Mt. Lebanon, however, never really tried for 100% of anything. Out of the gate, the Municipality led with the potential of a TIF.
In the RFP to selected developers, Mt. Lebanon indicated “Tax increment financing was approved by the Commission and School Board for a previously considered project on this parcel. Any proposed use of TIF financing would require new approvals from the appropriate taxing bodies. Otherwise, financial incentives are not available for this project.”
There were two formal proposals for the site and both expressed interest in a TIF (no successful developer would outright turn its back on free money).
Yet only one characterized a TIF as “mandatory” – Zamagias Properties. The second developer clearly specified – lack of a TIF “did not void its proposal”.
Unbelievably, no quantitative analysis was performed by the Municipality to consider the net incremental effect on Property, Earned Income or Real Estate Transfer taxes of either project. Let alone the impact of choosing one over the other.
While the EDC described its task as choosing between “two excellent projects by two extraordinarily well-qualified and financially capable teams,” the proposals in no way had “equivalent financing requirements” as the Municipality concluded in its review.
What was presented and accepted by Mt. Lebanon was a total project return of $5.5MM on an anticipated $1.5MM - $2.0MM equity investment by Zamagias. $3.5MM of the developer’s return being the TIF proceeds.

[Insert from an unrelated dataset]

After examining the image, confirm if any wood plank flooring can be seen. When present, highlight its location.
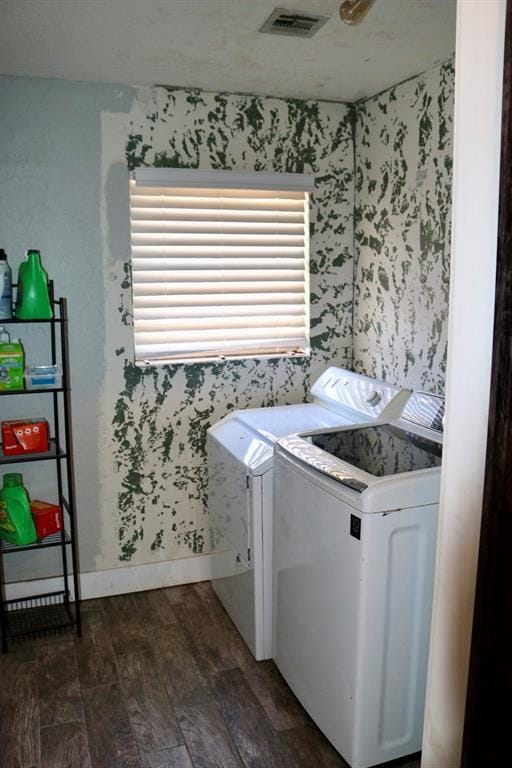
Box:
[0,582,419,768]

The Feb. 2006 issue of the Mt. Lebanon Commercial Districts Update (vol. IV, No.1) has an "article" about the "Washington Park Set to Move Forward". It states that the commission, on 12/12/05 approved the sales agreement to Zamagias Properties. It goes on to say that "the impact on the Washington Road central business district should not be underestimated. Full time residents of a downtown shopping area typically spend about $14,000 a year there. Assuming an average 1.5 residents for each unit, Washington Park residents can be expected to add up to $1,25 million annually to downtown sales figures."
The above statement was made without any source, and quite honestly the figures sound a little fishy to me. This would mean that each of those 1.5 residents would spend nearly $40 per day, 7 days a week in the central business district. Possible, but not probable. Even if this turned out to happen, what portion of that $1.25 million in additional sales would flow back to Mt. Lebanon as revenues, and how many years (decades?) would it take to make up for the $3.5 million TIF that Zamagias Properties wants taxpayers to contribute to their project?
Developing this corner is good development. However, overestimating its value to the business district is a continuation of the Municipality’s inability to fairly present the development to the community. This is a huge disservice to both residents and business owners.
The Municipality projects the development’s impact to Uptown businesses is an additional $1,250,000 annual spend ($14,000 per resident x 1.5 residents per unit x 60 units = $1.25 MM or $21K per household).
In considering the reasonableness of this suggestion I asked myself: With my fondness for several uptown businesses, restaurants and orthodontists - does my family spend $21K per year Uptown? No.
If I moved Uptown would my family spend $21K per year? No.
Do I believe families currently living Uptown or within a few blocks of the Central Business District spend anywhere near $21K per year Uptown? No.
Conclusion: The projected $1.25MM spend is nonsense. When preparing to hand over a $3.5 MM subsidy to Zamagias Properties, the least the Municipality could do is make the underpinning for their bequest plausible. Further, disseminating such nonsense at public expense adds insult to the injury.